Although some Chinese scholars have conducted randomized controlled trials (RCTs) on using TUSP to treat BPH and found that it has relatively clear clinical efficacy and clinical promotion value, small sample size made it is impossible to provide a comprehensive evaluation. To date, there has been no systematic review and meta-analysis of the efficacy and safety of TUSP in the treatment of BPH. Therefore, we systematically searched and analyzed existing literature to assess the efficacy and potential advantages of TUSP.

Methods

This meta-analysis were following the Cochrane Handbook of Systematic Reviews of Interventions and was conducted in accordance with the Preferred Reporting Items for Systematic Reviews and Meta-Analyses guidelines [9, 10].

Search strategy

To obtain the relevant research, we comprehensively searched the Pubmed, Cochrane Library, Embase, China National Knowledge Infrastructure (CNKI), Database for Chinese Technical Periodicals (VIP), Wanfang (Wanfang data), and SinoMed database from inception until April 2019. The combined search used the Medical Subject Heading (MeSH) terms and non-MeSH terms, such as “prostatic hyperplasia”, “BPH”, “transurethral prostate division”, “TUSP”, and “randomized controlled trial”. All articles were viewed and read independently by two authors (YYH and JXL), and any objections were submitted to another investigator (SSW) who was not involved in the initial process. References were also manually searched for additional studies in the relevant original and commentary articles.
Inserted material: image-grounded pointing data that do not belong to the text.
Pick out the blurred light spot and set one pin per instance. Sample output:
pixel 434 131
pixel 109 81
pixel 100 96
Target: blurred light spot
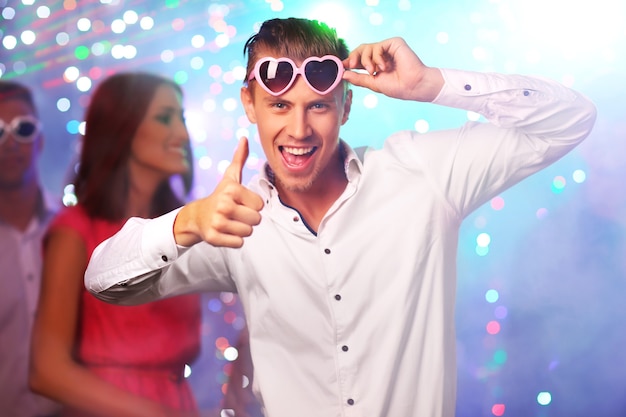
pixel 497 203
pixel 231 353
pixel 579 176
pixel 493 327
pixel 8 13
pixel 63 104
pixel 544 398
pixel 81 52
pixel 72 127
pixel 19 67
pixel 498 409
pixel 492 296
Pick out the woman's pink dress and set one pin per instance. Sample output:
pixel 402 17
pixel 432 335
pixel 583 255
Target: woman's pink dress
pixel 142 349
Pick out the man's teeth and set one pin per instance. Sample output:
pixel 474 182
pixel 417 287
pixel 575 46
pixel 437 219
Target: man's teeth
pixel 297 151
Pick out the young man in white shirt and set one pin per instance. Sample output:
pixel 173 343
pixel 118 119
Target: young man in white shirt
pixel 345 263
pixel 25 211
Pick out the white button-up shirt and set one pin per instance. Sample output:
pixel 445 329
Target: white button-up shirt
pixel 358 319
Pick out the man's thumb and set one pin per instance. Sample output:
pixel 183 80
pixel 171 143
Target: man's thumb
pixel 239 160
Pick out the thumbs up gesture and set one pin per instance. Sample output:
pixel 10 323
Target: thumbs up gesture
pixel 226 216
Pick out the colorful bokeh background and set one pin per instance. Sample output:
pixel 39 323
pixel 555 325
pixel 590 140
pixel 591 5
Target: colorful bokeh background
pixel 541 316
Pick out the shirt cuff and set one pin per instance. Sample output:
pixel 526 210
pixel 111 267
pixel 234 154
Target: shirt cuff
pixel 158 246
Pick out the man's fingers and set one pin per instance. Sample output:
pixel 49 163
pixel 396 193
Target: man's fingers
pixel 235 168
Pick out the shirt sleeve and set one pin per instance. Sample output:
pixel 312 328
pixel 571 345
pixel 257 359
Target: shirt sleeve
pixel 532 122
pixel 137 264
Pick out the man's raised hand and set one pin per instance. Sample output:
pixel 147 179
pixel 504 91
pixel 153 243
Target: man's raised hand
pixel 226 216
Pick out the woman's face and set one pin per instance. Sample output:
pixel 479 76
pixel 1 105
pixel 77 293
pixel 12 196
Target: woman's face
pixel 159 148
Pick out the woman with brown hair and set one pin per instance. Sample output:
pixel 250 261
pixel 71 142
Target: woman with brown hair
pixel 96 358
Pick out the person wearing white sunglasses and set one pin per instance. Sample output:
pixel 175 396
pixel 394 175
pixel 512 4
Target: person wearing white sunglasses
pixel 344 258
pixel 26 209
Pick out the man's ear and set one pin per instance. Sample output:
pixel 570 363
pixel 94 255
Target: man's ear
pixel 40 140
pixel 347 106
pixel 248 103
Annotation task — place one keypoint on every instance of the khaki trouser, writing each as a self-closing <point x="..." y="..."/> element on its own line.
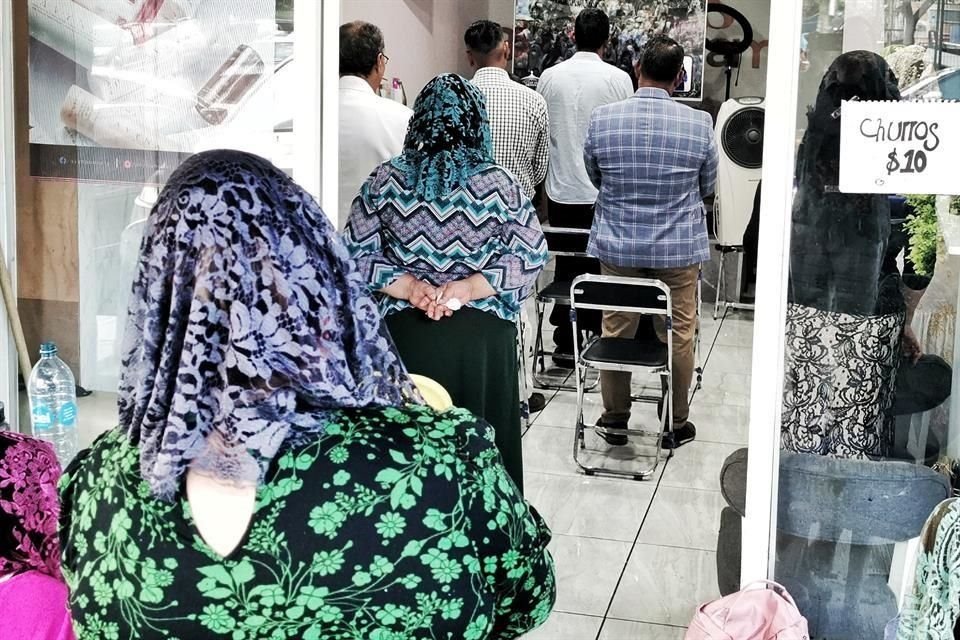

The inclusion criteria were as follows: (1) randomized control design; (2) full-text content and related data can be obtained; (3) the study provides accurate data that can be analyzed, including the total number of subjects and the valuable results of each indicator. In addition, the exclusion criteria were as follows: (1) duplicate studies, case reports, conference abstracts, animal experiments, editorial opinions; (2) insufficient data for research, such as a lack of means and standard deviations; (3) case-control study or cohort study; and (4) lack of parallel control.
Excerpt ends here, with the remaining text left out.